In between our years of shared (or not-so-shared experience), the answer came from in between the lines: "why don't you build a system to help you learn?"

Prompt Claude and describe what you want to achieve, what you want to learn, and how you envision the process. Even if you can't envision it, you can still ask Claude for starting points. Replace Claude with your LLM of choice (but I have a personal preference towards Claude Code), and start with your own bespoke method for learning.

"I want to learn backend development 101 for node.js. Create me a game that shows code and let's me fill in the blanks. Let it get progressively more challenging as I continue. Limit to only the basics!"

Thinking Out loud

Here's some ideas you can use:

  • Explain It Like I’m 12 Mode – LLM rewrites any concept at progressively simpler levels until it clicks.
  • Micro-Win Challenges – 5-minute exercises that reinforce just one idea before moving on.
  • Fill-in-the-Gap Learning – LLM gives partial code or partial explanations; you complete the missing pieces.
  • Step-by-Step Debug Guide – Instead of fixing code, the LLM asks guiding questions so you find the bug.
  • Visual Flow Builder – LLM generates simple step-by-step flow diagrams you reconstruct from memory.

There's an unlimited amount of tools that you can build for your own gain, which is the greatest thing about building with AI. There's not a single right answer, apart from just build that I can give you. We're in the age of ephemeral apps, and it's never been easier to build something lightweight and simple to use.

What you build is up to you, and how you learn from it is equally in your own hands.

I'm a visual learner

Full disclosure: I'm a huge advocate for one very specific platform for learning and using. It changed my life, and if you follow me, I'm going to write about it more!


If you want something that focuses purely on the backend that you can use in the real world, with real applications and users in mind (but also helps you learn), you can build with Xano.

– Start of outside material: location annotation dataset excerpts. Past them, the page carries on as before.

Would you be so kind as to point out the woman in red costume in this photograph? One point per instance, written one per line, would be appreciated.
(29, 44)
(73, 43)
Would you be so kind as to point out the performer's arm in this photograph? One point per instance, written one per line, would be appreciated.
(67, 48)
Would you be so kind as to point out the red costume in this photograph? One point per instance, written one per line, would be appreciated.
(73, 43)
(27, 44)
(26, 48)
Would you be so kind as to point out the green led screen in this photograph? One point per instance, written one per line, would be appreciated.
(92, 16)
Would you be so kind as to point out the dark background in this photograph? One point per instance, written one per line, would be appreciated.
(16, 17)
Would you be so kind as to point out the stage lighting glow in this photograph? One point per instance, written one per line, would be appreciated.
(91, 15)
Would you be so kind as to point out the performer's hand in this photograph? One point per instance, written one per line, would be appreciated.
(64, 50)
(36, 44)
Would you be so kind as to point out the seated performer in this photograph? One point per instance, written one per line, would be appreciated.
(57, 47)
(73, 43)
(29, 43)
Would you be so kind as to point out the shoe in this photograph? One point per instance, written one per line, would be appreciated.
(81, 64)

It's an agentic supported backend development platform that lets you visualize your code. Having pivoted from the enterprise nocode space to becoming a fully self-contained, auto-scaling backend platform that supports MCP development, it's my go-to platform for hosting my web applications.

It's where I solidified my understanding of logic and backend development, without the need for the DevOps and the parts that make you question "is my code good? Am I doing it right?"

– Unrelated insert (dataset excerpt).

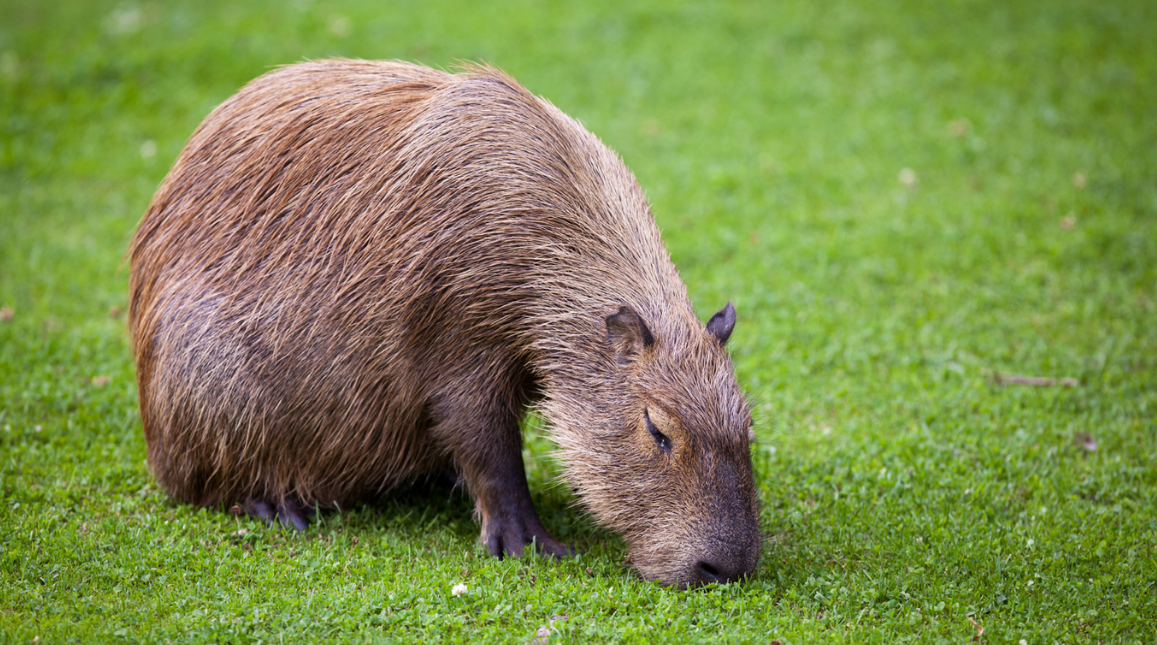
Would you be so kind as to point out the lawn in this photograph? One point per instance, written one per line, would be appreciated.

There's more to the platform than what I've said, but the fact of the matter is, it doesn't matter how you learn or where you start, you just have to build.

Learn!!

Whether you're starting out, building ephemeral applications, SaaS applications at scale, or anything in between, the objective should always be to learn.

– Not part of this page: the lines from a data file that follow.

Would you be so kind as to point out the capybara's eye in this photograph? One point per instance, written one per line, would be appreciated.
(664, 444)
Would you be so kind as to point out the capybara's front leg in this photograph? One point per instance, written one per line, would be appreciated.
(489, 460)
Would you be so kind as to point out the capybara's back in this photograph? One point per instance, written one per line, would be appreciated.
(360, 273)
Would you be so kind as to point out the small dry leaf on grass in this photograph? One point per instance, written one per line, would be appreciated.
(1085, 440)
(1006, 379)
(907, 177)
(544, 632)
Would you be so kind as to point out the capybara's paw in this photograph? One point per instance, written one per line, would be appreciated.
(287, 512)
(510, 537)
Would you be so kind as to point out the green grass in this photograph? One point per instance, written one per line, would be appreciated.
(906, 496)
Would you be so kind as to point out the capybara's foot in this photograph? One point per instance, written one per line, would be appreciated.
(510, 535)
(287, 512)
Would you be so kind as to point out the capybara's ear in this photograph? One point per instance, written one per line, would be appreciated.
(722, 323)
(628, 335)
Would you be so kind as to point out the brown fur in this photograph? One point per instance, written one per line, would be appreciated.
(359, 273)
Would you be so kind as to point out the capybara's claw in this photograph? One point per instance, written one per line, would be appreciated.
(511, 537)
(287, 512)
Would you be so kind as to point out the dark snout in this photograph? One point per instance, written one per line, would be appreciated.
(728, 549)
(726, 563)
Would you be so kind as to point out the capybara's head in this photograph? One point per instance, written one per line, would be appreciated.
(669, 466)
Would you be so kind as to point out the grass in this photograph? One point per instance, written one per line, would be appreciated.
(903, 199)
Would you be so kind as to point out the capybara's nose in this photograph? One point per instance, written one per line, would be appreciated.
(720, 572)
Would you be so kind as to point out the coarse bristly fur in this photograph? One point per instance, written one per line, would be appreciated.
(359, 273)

Oftentimes we get lost in the memes of Reddit, but incidentally, the comment section is where the gold is at. Shared perspectives, learned experiences, praise and critique: you can learn a lot from interacting with these users. Some things might appear obvious, but it takes a conversation to uncover.

To reiterate: there's not a single right way to learn, but you can learn a lot from others and their mistakes, their successes, and their strategies; you can use these lessons to build your own tools to help move your forward.

So the question becomes, how do you best learn? Have you built anything to help you?